An Interview with Funny Indian Rajiv Satyal
After logging several years at Procter & Gamble (or as he lovingly refers to as “Punjabis & Gujaratis), comedian Rajiv Satyal broke free from his corporate gig in the Midwest and ventured to LA to pursue a career in comedy.
Rajiv started off his comedy career by sharing his astute observations around pop culture in general, then focused specifically on being Indian in America, then went introspective with a very personal set about his dating life, and then graduated to taking on a topic far larger than himself – music.

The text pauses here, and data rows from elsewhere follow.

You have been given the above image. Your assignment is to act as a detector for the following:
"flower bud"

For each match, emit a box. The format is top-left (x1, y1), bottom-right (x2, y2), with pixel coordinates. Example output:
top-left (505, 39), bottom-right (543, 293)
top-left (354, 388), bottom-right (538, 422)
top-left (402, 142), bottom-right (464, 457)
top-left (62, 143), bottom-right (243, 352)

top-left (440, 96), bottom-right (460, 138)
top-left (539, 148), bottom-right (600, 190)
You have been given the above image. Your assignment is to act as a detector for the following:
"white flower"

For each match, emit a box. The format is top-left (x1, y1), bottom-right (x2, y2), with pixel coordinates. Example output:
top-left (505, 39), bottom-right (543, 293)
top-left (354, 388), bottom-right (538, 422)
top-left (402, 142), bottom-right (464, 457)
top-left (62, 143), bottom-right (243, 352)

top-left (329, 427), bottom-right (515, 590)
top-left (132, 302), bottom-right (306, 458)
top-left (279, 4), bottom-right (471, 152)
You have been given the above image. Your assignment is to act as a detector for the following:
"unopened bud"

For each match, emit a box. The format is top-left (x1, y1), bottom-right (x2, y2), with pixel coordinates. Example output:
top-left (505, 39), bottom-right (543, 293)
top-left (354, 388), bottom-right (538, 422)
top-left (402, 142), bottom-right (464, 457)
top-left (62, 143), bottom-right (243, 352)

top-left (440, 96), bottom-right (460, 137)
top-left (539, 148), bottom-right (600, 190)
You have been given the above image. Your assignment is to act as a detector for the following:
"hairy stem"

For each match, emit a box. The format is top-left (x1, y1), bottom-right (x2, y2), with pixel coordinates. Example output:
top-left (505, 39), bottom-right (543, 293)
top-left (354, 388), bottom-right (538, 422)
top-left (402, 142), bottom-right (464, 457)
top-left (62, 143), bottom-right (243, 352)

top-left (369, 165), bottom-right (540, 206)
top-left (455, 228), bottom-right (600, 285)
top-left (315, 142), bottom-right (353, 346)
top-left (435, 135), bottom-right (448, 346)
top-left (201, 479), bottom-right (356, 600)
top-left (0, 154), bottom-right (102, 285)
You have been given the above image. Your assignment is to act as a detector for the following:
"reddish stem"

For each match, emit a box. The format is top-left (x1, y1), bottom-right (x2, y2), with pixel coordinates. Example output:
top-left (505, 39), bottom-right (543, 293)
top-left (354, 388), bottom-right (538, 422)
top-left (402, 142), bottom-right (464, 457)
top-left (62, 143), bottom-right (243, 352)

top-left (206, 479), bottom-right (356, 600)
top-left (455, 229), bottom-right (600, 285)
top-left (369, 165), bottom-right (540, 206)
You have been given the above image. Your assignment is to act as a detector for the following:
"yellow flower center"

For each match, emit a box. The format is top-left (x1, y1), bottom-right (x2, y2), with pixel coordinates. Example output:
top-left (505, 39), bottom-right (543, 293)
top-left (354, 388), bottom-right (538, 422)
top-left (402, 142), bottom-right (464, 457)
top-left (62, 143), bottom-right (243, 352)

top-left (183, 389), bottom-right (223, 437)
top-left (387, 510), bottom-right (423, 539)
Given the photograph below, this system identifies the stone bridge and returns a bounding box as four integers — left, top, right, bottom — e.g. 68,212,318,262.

In his 90-minute delivery, accompanied by singer/songwriter Taylor Alexander, Satyal closely examines what he calls the “Powers-That-Be”–invisible forces that have impact on the way we think and operate.
“I tend to have ideas for what I’m going to do. All comedians have certain themes whether it be say dating or being Indian. For me, music was one of those themes. I love music and I’m always quoting it and referencing lyrics. For years, I was scribbling down different observations which turned into 17 pages on Tom Petty (Rest in Peace), Beyonce, and several other artists that have affected my life in some way.”
In what felt like a combination of a TED talk, live music concert, comedy show, and history lesson, Satyal examines these influences and how they have impact on our thinking. “The show explains how the Powers-That-Be use music to control the people. Does music have influence on how we divide or unite? Does it have subliminal messages that push us closer or farther apart?”
It's here! Our summer comedy tour promo video: TAKING A STAND.Enjoy!
Posted by Rajiv Satyal on Wednesday, May 31, 2017
Regaling us with sounds and stories of what felt like more optimistic times, Rajiv and Taylor took us on a chronological journey, giving shout-outs to the peace-promoting ’60s and the drug-heavy ’70s, but starting in earnest in the upbeat 80’s, down through the grunge ’90s, up to the current shoegazing times. He poignantly, if not caustically, pointed out that “tragically, many pessimistic ’90s rock stars are dead whereas a lot of the happy ’80s rock stars are still alive.”
“I noticed a distinct racial divide between the music by white men and black men. Starting around 1991, music by black men shifted to a strong focus on making money and showing it. And music by white men became sad and downbeat. I also noticed music has become more individualistic. Hippies felt like there was a chance at world peace and after Watergate, Kennedy, Vietnam, there was a noticeable decline in faith in government (which is certainly one of the Powers-That-Be).”
“Anyone can make jokes, comedy can be easy, but adding an additional layer of theory or hypothesis. It’s not just jokes–I want it to be fun, and get people to think about things differently.”